Professor Sanford is currently teaching a slave housing course that made four expeditions to slave dwellings this semester.
“It’s a lot of fun,” said Madeline Fanta, a senior history major and member of the class. “You get to take pictures, you have to make a floor plan, we measure the building and figure out how big it is- interior, exterior, upstairs, downstairs- and we also fill out a survey form which sort of details the details of the building.”
In addition, the types of nails, tool marks and construction techniques are accessed to date the building. Sanford and Pogue also previously used dendrochronology, tree ring dating, to pin down the specific year a dwelling was built.
These results and measurements are then published on vaslavehousing.org. According to the site, the purpose of the project is to “compile information on the domestic architecture of slavery in Virginia. We gather information from archaeological sites, period documents such as census and tax records and surviving buildings in rural and urban settings. Beyond facilitating scholarly research, we encourage public awareness and preservation of slave-related buildings, many of which are in danger of being lost due to neglect or purposeful demolition.”
Busloads of students have traveled to buildings several hours away. Earlier in the semester, students made trips to Pittsylvania County and outside Lexington.
“If you look at the study of slave buildings in Virginia, most of the effort has been placed in Eastern Virginia,” Sanford said. “We’re purposefully looking at other parts of the state that have been less studied, for instance the Shenandoah Valley, or South-Central Virginia.”
The buildings are put on their radar by private landowners, historical societies or preservations groups, previous small-scale architectural surveys or just people in the community with an interest in historic buildings or issues of slavery. They are often helpful in providing some past “historic documents, maps or personal accounts from the plantation owner” that aid in identification of slave dwellings, according to Sanford.
“There are also fire insurance policies that included slave buildings in some cases,” Sanford said. “One of the things we use is the US census in 1860, [which] asked all slave owners how many slave houses they had.”
One challenge associated with documenting surviving historical buildings is determining what has been replaced because if they are still standing it is likely they were used or updated after the civil war.
“We have to become housing detectives to determine what survived from the period of slavery and what came later,” Sanford said. “It’s good training for the students to learn how to recognize different periods of construction and what were the different uses of a building, but then to ultimately get back and say okay here’s what we think the building looked like when it was used as a slave quarter.”

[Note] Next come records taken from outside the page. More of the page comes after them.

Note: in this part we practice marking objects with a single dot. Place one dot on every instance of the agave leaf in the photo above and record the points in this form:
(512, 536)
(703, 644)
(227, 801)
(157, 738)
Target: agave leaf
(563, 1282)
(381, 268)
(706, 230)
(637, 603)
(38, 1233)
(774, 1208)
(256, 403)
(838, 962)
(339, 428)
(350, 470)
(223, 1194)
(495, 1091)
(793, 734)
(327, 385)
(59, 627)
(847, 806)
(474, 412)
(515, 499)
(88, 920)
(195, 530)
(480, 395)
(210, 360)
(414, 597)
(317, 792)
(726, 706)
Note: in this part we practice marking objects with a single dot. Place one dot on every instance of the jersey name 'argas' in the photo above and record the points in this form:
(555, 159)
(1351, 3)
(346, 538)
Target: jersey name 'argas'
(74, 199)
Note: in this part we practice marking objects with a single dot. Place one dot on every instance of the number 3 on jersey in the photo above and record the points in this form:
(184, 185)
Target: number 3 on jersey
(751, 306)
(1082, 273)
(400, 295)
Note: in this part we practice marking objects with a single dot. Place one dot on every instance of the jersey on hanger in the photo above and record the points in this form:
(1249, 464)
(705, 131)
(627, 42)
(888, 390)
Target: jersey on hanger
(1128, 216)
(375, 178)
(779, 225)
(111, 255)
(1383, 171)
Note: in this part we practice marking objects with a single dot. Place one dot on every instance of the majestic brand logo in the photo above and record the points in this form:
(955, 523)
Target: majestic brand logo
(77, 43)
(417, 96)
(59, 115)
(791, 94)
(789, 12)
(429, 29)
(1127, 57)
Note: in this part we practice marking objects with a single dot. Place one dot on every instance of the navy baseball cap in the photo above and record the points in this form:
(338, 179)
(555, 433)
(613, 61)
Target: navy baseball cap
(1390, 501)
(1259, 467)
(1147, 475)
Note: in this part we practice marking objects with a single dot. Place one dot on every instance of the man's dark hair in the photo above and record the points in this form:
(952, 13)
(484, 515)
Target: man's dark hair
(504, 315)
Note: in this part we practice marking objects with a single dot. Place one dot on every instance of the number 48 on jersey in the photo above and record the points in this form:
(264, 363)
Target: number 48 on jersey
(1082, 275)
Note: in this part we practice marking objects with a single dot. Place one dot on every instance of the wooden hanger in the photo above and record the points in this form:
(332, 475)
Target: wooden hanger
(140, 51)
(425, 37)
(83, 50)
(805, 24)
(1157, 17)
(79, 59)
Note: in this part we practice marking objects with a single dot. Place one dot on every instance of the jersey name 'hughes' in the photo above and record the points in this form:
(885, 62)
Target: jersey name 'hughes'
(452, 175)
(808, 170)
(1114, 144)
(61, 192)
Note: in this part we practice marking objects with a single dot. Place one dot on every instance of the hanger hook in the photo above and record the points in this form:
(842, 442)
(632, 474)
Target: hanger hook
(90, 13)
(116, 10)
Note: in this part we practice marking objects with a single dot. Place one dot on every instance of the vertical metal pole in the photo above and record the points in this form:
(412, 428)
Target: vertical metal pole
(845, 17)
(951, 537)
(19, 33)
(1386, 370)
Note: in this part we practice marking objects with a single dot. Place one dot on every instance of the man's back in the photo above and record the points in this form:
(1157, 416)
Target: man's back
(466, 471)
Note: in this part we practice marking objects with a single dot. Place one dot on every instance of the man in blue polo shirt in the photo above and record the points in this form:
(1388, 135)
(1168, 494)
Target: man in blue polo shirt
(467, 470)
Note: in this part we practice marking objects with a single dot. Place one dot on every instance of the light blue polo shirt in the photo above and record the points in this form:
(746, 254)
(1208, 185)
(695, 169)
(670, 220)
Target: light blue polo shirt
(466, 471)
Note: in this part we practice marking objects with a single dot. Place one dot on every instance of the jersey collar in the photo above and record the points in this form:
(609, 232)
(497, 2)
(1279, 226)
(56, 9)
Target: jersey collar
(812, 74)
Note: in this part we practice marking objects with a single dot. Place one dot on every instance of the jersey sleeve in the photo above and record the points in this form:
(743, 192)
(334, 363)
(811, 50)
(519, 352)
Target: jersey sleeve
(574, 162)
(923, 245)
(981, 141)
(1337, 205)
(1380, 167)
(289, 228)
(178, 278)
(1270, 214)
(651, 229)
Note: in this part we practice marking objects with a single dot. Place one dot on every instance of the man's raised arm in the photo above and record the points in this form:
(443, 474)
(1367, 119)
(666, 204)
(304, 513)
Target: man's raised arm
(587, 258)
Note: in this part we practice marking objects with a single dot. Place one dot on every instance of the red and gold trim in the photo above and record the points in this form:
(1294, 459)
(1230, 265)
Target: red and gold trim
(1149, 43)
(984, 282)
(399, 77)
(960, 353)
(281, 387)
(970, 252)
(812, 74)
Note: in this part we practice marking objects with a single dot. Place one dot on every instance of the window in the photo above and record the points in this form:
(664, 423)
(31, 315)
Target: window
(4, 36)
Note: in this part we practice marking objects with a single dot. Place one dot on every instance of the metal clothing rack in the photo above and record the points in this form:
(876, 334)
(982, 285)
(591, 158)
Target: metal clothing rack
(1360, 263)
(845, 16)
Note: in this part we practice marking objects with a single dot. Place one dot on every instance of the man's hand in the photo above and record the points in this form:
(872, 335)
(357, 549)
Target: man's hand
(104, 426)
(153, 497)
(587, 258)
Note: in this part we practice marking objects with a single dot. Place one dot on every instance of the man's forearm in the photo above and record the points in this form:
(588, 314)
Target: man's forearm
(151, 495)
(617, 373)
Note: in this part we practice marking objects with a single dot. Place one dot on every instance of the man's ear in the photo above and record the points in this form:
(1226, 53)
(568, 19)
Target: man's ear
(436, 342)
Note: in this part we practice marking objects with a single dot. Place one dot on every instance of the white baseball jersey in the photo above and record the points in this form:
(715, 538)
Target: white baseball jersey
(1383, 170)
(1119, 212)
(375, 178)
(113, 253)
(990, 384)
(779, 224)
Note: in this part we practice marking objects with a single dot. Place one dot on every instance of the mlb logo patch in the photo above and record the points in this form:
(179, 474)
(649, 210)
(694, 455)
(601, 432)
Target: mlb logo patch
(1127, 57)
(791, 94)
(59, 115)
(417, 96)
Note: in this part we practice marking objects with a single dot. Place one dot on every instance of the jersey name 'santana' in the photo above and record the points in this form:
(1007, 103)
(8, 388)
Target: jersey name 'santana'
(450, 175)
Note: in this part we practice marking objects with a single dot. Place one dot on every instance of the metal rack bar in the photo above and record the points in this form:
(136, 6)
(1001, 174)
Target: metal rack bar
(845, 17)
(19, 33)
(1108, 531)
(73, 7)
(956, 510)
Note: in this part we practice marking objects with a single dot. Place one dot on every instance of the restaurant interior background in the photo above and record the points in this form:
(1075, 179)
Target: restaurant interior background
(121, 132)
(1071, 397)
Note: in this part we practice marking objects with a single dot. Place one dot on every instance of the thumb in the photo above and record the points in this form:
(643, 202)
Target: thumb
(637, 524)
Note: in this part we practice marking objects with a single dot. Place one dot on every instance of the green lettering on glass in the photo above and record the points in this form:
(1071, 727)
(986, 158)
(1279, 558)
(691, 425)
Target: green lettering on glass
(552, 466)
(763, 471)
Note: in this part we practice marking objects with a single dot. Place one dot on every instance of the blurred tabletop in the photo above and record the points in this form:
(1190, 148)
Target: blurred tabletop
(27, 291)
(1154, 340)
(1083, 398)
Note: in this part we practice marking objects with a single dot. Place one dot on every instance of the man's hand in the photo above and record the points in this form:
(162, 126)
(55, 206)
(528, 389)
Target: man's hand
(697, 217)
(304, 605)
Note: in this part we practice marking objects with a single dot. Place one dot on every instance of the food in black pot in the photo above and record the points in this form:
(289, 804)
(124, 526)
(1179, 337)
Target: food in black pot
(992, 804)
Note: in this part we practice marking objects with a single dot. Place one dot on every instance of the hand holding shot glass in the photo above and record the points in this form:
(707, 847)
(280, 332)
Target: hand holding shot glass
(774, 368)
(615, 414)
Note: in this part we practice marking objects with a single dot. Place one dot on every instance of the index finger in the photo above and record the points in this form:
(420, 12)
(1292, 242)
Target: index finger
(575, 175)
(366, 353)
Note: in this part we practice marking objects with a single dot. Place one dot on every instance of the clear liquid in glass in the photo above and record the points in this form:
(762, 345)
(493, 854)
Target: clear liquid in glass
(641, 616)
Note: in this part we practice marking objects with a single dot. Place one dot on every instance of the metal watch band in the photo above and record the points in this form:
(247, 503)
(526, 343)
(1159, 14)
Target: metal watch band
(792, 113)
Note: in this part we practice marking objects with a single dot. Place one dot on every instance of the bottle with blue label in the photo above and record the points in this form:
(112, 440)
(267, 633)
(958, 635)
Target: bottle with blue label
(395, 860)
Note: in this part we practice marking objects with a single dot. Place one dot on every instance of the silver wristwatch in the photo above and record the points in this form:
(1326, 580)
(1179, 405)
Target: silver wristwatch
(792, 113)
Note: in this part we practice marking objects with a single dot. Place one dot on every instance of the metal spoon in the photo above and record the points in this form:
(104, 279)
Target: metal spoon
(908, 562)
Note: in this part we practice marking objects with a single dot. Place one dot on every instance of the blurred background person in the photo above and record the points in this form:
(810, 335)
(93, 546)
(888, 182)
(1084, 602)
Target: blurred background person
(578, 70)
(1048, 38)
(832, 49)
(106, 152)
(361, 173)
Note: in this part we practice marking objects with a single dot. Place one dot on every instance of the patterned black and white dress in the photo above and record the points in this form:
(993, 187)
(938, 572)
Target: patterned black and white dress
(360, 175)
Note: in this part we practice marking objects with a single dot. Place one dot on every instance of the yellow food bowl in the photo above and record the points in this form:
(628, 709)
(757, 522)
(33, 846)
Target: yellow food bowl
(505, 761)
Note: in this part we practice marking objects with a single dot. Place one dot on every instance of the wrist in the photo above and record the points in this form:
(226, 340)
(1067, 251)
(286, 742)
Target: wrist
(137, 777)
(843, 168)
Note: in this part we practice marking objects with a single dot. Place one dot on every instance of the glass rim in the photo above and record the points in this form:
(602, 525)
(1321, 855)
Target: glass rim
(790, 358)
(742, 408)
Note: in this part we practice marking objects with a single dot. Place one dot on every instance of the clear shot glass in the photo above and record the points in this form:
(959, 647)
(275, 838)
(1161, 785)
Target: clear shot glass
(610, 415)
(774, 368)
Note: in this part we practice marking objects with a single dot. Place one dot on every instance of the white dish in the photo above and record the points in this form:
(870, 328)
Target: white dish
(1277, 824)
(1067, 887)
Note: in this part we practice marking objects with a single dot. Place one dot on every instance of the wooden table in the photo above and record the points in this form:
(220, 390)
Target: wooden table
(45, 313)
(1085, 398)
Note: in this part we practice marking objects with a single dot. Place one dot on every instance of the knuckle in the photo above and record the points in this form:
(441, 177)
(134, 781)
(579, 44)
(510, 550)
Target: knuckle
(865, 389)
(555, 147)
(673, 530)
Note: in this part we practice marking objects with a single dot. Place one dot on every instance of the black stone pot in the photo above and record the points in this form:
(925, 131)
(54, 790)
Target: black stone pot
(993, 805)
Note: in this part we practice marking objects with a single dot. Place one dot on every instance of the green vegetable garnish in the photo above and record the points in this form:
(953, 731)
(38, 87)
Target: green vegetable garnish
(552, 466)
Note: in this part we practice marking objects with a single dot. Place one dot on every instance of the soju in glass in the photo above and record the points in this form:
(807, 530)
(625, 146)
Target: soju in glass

Unfortunately, there are many more slave houses in Virginia than are possible to document before they deteriorate further.
“The reason we’re doing this is because you see all of the buildings that have survived that belonged to the people that owned the slaves, but unfortunately slave buildings were not built to last,” Fanta said. “They were typically made of wood, so that’s why we want to focus on protecting those because they are falling down and the ones we have left- it’s incredible that they’re still standing.”
The ongoing project will be continued by Sanford and Pogue this summer in Shenandoah County, and hopefully next semester in other parts of Virginia. The involvement of students not only provides the man-hours needed to document buildings that would otherwise be accessible only from archaeology, but also the education and experience for their future occupations.
“Right now, we are learning how to identify and protect buildings and archaeological sites and artifacts,” Fanta said. “We’re learning how to make a greater impact.”